A Revolução dos Bichos

Na fazenda do Sobrado os animais eram maltratados. Trabalhavam o dia inteiro para riqueza de seu dono, o fazendeiro Jones, que pouco se importava com o bem-estar de sua força de trabalho. Constantemente se embriagava e conduzia de forma relapsa os assuntos de sua fazenda.

Mas haviam os porcos. E os porcos eram inteligentes, os mais inteligentes dos animais. O porco Major, já idoso e o mais sábio, reuniu os animais e contou a eles seu sonho. O sonho de uma revolução que expulsaria os humanos da fazenda e que os animais assumiriam. Uma nova sociedade onde todos os animais seriam iguais e trabalhariam para o bem comum.

Major morre antes de ver a revolução. Os humanos são expulsos e é fundada a Fazenda dos Animais. Naturalmente, como os porcos são mais inteligentes, assumem o papel de conduzir e organizar seu funcionamento. Dois porcos se destacam. Bola-de-Neve e Napoleão.

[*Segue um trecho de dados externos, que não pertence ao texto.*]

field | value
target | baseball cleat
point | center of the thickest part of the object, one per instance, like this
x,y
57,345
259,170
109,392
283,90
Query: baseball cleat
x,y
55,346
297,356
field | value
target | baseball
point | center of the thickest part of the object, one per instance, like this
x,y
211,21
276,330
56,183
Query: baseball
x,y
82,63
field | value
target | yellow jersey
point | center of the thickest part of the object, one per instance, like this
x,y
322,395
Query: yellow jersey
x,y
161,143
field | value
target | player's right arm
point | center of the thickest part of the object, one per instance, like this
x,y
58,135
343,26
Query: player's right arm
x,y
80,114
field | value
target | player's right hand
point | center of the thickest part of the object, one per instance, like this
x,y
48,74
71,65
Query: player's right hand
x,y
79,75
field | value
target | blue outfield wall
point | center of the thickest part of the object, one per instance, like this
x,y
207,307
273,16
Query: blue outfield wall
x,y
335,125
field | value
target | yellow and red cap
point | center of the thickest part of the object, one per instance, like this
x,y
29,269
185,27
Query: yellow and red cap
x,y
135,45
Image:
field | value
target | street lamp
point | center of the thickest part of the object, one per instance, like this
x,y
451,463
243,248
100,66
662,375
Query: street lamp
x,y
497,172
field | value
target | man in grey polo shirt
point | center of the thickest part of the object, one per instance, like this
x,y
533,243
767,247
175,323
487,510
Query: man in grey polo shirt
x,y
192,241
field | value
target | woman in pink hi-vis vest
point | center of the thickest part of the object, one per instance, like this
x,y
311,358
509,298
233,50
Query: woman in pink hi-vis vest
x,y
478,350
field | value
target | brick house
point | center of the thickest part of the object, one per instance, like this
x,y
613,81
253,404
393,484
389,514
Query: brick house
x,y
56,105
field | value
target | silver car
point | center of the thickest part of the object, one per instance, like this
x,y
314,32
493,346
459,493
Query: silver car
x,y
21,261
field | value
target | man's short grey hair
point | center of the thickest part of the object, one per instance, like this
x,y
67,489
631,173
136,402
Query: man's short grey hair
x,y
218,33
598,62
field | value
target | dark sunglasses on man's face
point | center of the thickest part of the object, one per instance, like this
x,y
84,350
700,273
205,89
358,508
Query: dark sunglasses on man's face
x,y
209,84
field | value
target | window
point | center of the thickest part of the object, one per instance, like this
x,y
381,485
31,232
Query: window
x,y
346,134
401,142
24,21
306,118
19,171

O primeiro é o mais inteligente e carismático. Seus discursos são brilhantes e convencem os outros animais. Napoleão por outro lado destaca-se por seu trabalho de bastidores. Sem aparecer nos holofotes mostra mais disposição pra os pequenos meandros da nova organização.

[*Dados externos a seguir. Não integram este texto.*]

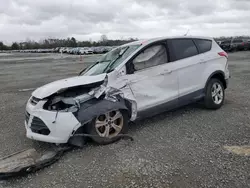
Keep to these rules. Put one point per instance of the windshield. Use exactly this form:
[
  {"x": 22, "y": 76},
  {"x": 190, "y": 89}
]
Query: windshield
[
  {"x": 110, "y": 60},
  {"x": 226, "y": 42}
]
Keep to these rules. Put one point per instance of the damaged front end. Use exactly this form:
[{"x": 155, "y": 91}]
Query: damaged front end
[{"x": 70, "y": 109}]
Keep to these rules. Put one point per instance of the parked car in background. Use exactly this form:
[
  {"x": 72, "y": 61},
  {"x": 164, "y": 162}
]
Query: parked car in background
[
  {"x": 239, "y": 44},
  {"x": 85, "y": 50},
  {"x": 226, "y": 45}
]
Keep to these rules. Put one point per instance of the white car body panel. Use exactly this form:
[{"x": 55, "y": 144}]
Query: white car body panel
[
  {"x": 189, "y": 69},
  {"x": 60, "y": 130},
  {"x": 145, "y": 89},
  {"x": 54, "y": 87},
  {"x": 154, "y": 86}
]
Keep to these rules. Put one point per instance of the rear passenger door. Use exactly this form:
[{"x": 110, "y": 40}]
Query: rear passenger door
[
  {"x": 153, "y": 81},
  {"x": 191, "y": 66}
]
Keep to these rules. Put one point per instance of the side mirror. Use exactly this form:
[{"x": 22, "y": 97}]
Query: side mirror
[{"x": 82, "y": 71}]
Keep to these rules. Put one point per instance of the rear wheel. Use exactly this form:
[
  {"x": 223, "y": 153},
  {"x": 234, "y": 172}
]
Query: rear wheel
[
  {"x": 215, "y": 94},
  {"x": 106, "y": 127}
]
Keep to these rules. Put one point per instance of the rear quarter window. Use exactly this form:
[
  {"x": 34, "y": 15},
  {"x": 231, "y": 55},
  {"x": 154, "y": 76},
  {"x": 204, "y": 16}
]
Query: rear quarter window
[
  {"x": 203, "y": 45},
  {"x": 182, "y": 48}
]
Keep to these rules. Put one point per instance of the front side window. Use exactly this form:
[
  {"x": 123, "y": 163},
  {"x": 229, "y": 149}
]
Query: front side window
[
  {"x": 226, "y": 42},
  {"x": 111, "y": 60},
  {"x": 237, "y": 41},
  {"x": 184, "y": 48},
  {"x": 151, "y": 56},
  {"x": 203, "y": 45}
]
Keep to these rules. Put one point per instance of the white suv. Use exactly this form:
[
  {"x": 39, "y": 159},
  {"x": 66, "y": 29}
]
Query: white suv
[{"x": 136, "y": 80}]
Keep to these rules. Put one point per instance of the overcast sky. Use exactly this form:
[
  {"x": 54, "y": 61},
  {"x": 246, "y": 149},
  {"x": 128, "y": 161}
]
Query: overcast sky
[{"x": 89, "y": 19}]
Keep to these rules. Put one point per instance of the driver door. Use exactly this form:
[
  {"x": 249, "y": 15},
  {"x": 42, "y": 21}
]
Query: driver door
[{"x": 154, "y": 81}]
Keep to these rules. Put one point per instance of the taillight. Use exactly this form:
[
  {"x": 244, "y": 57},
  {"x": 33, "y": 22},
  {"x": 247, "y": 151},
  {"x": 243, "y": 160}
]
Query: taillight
[{"x": 223, "y": 54}]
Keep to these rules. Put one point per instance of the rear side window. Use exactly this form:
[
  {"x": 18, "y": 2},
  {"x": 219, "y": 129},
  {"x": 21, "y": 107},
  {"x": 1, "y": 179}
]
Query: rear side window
[
  {"x": 183, "y": 48},
  {"x": 238, "y": 40},
  {"x": 151, "y": 56},
  {"x": 203, "y": 45},
  {"x": 226, "y": 42}
]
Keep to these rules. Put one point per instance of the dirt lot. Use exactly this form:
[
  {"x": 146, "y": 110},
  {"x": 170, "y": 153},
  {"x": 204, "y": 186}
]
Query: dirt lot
[{"x": 182, "y": 148}]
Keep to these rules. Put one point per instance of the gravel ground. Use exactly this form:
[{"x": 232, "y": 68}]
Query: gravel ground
[{"x": 181, "y": 148}]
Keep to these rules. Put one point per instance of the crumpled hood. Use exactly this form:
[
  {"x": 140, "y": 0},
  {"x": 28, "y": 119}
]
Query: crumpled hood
[{"x": 53, "y": 87}]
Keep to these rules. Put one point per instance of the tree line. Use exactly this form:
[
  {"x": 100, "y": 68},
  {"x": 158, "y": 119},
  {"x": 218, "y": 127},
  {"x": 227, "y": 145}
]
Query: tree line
[{"x": 69, "y": 42}]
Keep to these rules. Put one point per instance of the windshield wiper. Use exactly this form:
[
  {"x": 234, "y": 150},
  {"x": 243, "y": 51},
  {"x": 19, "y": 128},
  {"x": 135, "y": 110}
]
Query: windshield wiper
[{"x": 88, "y": 68}]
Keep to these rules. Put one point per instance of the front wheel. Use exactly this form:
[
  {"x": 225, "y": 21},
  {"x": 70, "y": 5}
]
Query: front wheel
[
  {"x": 106, "y": 127},
  {"x": 215, "y": 94}
]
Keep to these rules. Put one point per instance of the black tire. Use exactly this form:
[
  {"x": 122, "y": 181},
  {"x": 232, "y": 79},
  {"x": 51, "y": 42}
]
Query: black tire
[
  {"x": 208, "y": 100},
  {"x": 90, "y": 129}
]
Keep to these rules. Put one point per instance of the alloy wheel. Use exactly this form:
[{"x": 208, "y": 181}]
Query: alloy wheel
[{"x": 109, "y": 124}]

Napoleão arma uma guarda pessoal de cachorros criados por ele, expulsa Bola-de-Neve da fazenda e assume o papel de Líder da Revolução (até então era intitulado simplesmente camarada). Pequenas alterações começam a ser feitas no dia-a-dia.

Os porcos já não dormem na pocilga, mas na sede da fazenda, em camas. Não trabalham, pois precisam se dedicar ao difícil trabalho de organizar e supervisionar as atividades, como explica o porco Chalaça, espécie de porta voz do novo Líder. Alguém lembra dos 7 mandamentos da revolução. Havia um que dizia que nenhum animal dormiria em camas. Foram até lá para conferir. Estava escrito que nenhum animal dormirá em camas com lençóis. Não lembrava desta última parte, mas já fazia algum tempo.

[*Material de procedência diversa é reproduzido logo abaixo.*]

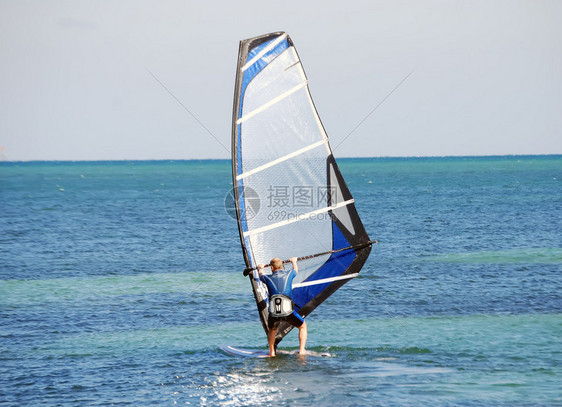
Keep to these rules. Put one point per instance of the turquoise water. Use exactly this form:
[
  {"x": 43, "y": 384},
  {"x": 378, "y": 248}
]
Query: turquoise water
[{"x": 120, "y": 280}]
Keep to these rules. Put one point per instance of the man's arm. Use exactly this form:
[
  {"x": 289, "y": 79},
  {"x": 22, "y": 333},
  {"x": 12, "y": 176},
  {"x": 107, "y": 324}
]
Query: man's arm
[{"x": 294, "y": 262}]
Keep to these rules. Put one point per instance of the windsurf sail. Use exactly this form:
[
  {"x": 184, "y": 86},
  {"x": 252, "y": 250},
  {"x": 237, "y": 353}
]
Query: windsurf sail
[{"x": 291, "y": 199}]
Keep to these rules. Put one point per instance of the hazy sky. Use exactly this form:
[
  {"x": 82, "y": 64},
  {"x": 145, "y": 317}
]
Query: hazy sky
[{"x": 75, "y": 82}]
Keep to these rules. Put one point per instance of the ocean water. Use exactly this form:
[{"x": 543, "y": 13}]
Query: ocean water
[{"x": 120, "y": 280}]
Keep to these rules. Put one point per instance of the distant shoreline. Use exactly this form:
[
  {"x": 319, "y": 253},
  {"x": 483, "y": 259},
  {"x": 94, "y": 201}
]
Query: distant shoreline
[{"x": 382, "y": 158}]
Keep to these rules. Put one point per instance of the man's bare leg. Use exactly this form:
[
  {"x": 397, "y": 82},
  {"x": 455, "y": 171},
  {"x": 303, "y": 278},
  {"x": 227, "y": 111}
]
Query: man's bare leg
[
  {"x": 303, "y": 334},
  {"x": 271, "y": 340}
]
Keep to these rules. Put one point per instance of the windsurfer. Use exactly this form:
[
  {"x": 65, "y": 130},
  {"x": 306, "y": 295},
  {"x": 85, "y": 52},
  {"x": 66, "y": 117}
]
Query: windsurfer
[{"x": 280, "y": 287}]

Alguns ameaçam se rebelar. São acusados de traição e conspiração com Bola-de-Neve e são mortos pelos cães. Mas o mandamento não dizia que nenhum animal matará outro animal? Foram lá conferir. Nenhum animal matará outro animal sem motivo.

Um dia os porcos descobriram garrafas de uísque. Ouviram comemorações à noite na fazenda e muita cantoria. No dia seguinte os porcos não pareciam muito bem. O mandamento nenhum animal beberá álcool agora continha as palavras em excesso.

Os animais pareciam trabalhar cada vez mais e ter menos comida. Claro que estavam enganado, Chalaça mostrou por gráficos estatísticos que trabalhavam menos do que na época de Jones, produziam mais e comiam melhor.

Para resumir, ao final os animais curiosos escutaram comemorações na sede da fazenda. Pela janela viram os porcos comemorando com os fazendeiros vizinhos. Os porcos já não andavam de quatro patas, mas em duas. Usavam roupas e até fumavam cachimbos. Os animais ficaram confusos pois já não distinguiam os humanos dos porcos.

Entenderam?

Pois troque os personagens: Major é Lenin, Napoleão é Stalin e Branca-de-Neve é Trostky. Todos os outros animais representam papeis históricos. Ovelhas sem consciências repetem bordões revolucionários toda a vez que são colocadas diante da realidade. Um burro velho, que parece entender tudo que está acontecendo, prefere o silêncio pois o destino é imutável. Os cavalos, com tapa-olhos, trabalham sem parar para sustentar o novo regime, mas não tem inteligência para discutí-lo.


O supremo mandamento, que resumia os sete dizia: Todos os animais são iguais.


Ele também foi modificado.

Todos os animais são iguais, mas alguns animais são mais iguais do que os outros.